C. elegans pharyngeal pumping provides a whole organism bio-assay to investigate anti-cholinesterase intoxication and antidotes
144 downloads bioRxiv pharmacology and toxicology

Patricia G. Izquierdo, Vincent O’Connor, Christopher Green, Lindy Holden-Dye, John Tattersall

Inhibition of acetylcholinesterase by either organophosphates or carbamates causes anti-cholinesterase poisoning. This arises through a wide range of neurotoxic effects triggered by the overstimulation of the cholinergic receptors at synapses and neuromuscular junctions. Without intervention, this poisoning can lead to profound toxic effects, including death, and the incomplete efficacy of the current treatments, particularly for oxime-insensitive agents, provokes the need to find better antidotes. Here we show how the non-parasitic nematode Caenorhabditis elegans offers an excellent tool for investigating the acetylcholinesterase intoxication. The C. elegans neuromuscular junctions show a high degree of molecular and functional conservation with the cholinergic transmission that operates in the autonomic, central and neuromuscular synapses in mammals.
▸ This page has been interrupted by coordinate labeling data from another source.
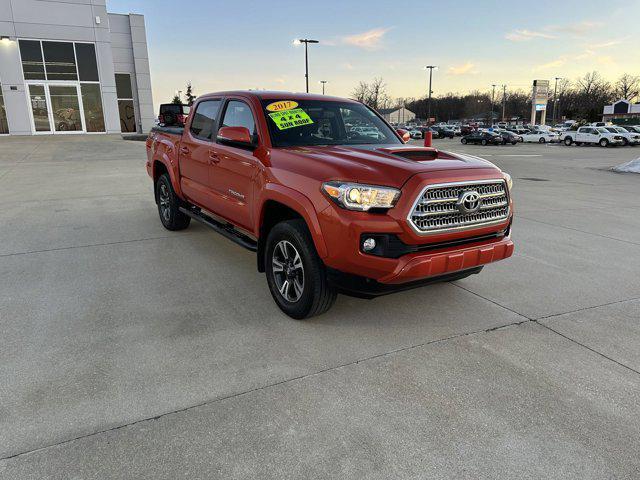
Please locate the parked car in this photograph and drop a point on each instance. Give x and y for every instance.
(443, 132)
(327, 210)
(628, 138)
(483, 138)
(416, 134)
(509, 137)
(592, 135)
(367, 131)
(540, 136)
(173, 114)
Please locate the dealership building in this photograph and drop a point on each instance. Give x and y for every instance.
(68, 66)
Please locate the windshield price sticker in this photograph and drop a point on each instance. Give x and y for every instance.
(281, 106)
(291, 118)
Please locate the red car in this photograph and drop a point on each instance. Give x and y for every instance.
(328, 208)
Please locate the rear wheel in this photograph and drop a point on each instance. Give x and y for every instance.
(169, 205)
(296, 275)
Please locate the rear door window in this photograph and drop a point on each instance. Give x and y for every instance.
(204, 119)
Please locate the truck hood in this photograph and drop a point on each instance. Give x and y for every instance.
(390, 165)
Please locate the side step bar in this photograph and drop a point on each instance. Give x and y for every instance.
(223, 229)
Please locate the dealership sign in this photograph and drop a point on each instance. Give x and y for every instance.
(539, 100)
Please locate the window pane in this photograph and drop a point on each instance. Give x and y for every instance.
(204, 119)
(127, 116)
(87, 64)
(66, 109)
(4, 126)
(123, 85)
(238, 114)
(92, 105)
(32, 65)
(59, 61)
(39, 108)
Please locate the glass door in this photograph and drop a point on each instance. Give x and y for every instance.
(65, 108)
(39, 108)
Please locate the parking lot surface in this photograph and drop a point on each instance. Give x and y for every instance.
(128, 351)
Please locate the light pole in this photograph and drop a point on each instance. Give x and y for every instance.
(430, 68)
(493, 96)
(555, 101)
(306, 42)
(504, 100)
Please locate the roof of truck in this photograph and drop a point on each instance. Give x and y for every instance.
(278, 95)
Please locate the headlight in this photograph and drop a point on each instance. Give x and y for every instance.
(509, 181)
(354, 196)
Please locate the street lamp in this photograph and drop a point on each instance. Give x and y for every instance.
(306, 42)
(430, 68)
(555, 100)
(493, 95)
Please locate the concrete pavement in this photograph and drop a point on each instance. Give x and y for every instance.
(131, 352)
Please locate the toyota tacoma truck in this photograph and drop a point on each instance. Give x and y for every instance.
(327, 208)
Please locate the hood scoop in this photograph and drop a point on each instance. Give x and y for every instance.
(419, 154)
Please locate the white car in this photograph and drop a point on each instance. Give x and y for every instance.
(540, 136)
(372, 132)
(629, 137)
(592, 135)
In fact, the anti-cholinesterase intoxication of the worm's body wall neuromuscular junction has been unprecedented in understanding molecular determinants of cholinergic function in nematodes and other organisms. We extend the use of the model organism's feeding behaviour as a tool to investigate carbamate and organophosphate mode of action. We show that inhibition of the cholinergic-dependent rhythmic pumping of the pharyngeal muscle correlates with the inhibition of the acetylcholinesterase activity caused by aldicarb, paraoxons and DFP exposure. Further, this bio-assay allows one to address oxime dependent reversal of cholinesterase inhibition in the context of whole organism recovery. Interestingly, the recovery of the pharyngeal function after such anti-cholinesterase poisoning represents a sensitive and easily quantifiable phenotype that is indicative of the spontaneous recovery or irreversible modification of the worm acetylcholinesterase after inhibition. These observations highlight the pharynx of C. elegans as a new tractable approach to explore anti-cholinesterase intoxication and recovery with the potential to resolve critical genetic determinants of these neurotoxins' mode of action. ### Competing Interest Statement The authors have declared no competing interest.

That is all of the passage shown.